Valuing a business for purchase or resale is not as easy as say valuing an investment property, where the market value of the property can be easily determined by comparison with similar properties recently sold. Every business is unique and there is no easy comparison available.
The value of the business is made of basically 2 components: the tangible or real assets plus the goodwill; intellectual property etc. known as intangible assets. The tangible assets are easier to value, as they are more resalable e.g. office equipment; motor vehicles. The intangible assets are usually goodwill and intellection property such as patents. The main component however is usually goodwill. Stock at hand needs to be properly assessed and valued at market value i.e. what you can sell it for in a reasonable period. You would usually require knowledge of the products for that industry, or use someone who has the knowledge.
The value of goodwill is usually determined by the profitability of the business. This is not as easy as looking at the latest Profit and Loss report. You will usually have to ascribe a market wage to the work done by the owners of the business. Often they do not pay themselves a wage, or pay an unrealistically low wage. It some instances they do the reverse.

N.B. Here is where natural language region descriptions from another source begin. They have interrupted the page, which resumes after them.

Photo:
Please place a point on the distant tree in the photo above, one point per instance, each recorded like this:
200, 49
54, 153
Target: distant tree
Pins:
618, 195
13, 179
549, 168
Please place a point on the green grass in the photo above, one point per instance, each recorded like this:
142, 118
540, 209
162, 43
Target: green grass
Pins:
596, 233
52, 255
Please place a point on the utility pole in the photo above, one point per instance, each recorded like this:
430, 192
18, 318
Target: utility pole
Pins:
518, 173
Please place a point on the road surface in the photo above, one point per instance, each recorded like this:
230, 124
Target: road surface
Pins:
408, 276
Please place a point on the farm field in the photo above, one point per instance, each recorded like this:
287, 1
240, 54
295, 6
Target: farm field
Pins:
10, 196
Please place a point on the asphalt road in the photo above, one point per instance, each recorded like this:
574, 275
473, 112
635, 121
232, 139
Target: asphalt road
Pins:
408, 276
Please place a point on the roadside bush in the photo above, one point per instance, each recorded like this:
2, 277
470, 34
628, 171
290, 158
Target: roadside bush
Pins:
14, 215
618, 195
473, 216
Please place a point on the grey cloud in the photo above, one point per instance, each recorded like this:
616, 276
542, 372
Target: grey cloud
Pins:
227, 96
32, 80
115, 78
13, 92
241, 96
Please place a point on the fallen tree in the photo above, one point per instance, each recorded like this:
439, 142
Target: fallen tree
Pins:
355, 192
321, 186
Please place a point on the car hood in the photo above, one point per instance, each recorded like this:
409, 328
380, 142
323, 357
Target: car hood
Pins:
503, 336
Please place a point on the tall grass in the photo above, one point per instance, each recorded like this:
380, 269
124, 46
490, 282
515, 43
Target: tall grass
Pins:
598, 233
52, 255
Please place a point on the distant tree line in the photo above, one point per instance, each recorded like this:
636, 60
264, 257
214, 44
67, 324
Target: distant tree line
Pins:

Having determined a realistic profit (or loss) for the business, you then have to quantify the value of the goodwill. In a small privately owned business, this is usually calculated at 2 or 3 times the value of the annual profit. Things to look out for, are whether the profit is consistent over the past few years, and whether it has been artificially inflated prior to listing the business for sale.
Unless for a very experienced in this area, it is always best to use an expert, such as a business broker or accountant who practises in this area.